Patients who undergo spinal surgery or are not suitable for surgery may also receive radiation therapy for spinal tumors.
- Traditional Radiation Therapy: Traditional radiation therapy is a non-invasive treatment that uses a medical linear accelerator to generate X-rays to treat tumors with high-energy radiation. Most curative radiation therapies are fractionated treatments, which utilize the principle that tumor cells are more sensitive to low-dose radiation than normal tissues. By using low-dose radiation repeated multiple times, tumor cells can be killed without causing excessive damage to normal tissues, achieving the goal of cancer treatment.
- Stereotactic Body Radiation Therapy (SBRT): Unlike the long-course fractionated radiation therapy, SBRT involves fewer sessions, typically 1-5 sessions. It is a non-invasive but effective ablative treatment with similar effects to surgery. SBRT delivers a very high dose in a single session (approximately 5-6 times higher than traditional therapy) within a very short treatment period. SBRT is suitable for smaller tumor volumes but requires high precision in respiratory control, image guidance, machine accuracy, and physician experience.

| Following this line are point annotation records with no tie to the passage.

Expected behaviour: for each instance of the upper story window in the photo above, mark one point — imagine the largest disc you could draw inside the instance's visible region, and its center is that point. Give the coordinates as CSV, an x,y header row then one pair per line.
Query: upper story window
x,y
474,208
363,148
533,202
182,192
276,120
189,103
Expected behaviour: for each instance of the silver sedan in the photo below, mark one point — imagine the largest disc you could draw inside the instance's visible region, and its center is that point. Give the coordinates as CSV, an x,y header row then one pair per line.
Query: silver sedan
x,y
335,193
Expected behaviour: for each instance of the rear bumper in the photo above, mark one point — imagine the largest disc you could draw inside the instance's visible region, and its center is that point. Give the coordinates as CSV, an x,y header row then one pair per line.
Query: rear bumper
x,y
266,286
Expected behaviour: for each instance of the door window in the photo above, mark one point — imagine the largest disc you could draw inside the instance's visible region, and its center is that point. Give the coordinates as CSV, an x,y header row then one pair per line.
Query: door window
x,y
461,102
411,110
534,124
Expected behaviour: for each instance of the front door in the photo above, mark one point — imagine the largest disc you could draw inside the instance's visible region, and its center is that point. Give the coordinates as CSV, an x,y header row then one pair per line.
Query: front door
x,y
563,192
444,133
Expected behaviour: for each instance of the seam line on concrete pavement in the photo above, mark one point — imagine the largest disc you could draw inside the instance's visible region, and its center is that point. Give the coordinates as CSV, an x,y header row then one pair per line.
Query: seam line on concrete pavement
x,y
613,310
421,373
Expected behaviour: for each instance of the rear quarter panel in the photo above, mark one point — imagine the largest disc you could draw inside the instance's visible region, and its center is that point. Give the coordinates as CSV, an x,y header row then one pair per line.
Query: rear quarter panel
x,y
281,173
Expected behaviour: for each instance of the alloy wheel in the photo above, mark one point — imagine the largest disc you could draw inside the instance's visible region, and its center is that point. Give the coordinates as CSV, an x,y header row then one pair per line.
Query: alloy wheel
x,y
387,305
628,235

- Proton Therapy: Proton therapy is a novel form of radiation therapy that uses protons instead of photons (X-rays) to treat tumors. Protons have unique physical properties; when they reach the tumor site, they release all of their dosage, resulting in less accumulation of dosage in other normal tissues compared to current photon therapy. This reduces the cumulative dosage in specific areas (such as the heart, lungs, and spinal cord), thereby minimizing treatment-related side effects.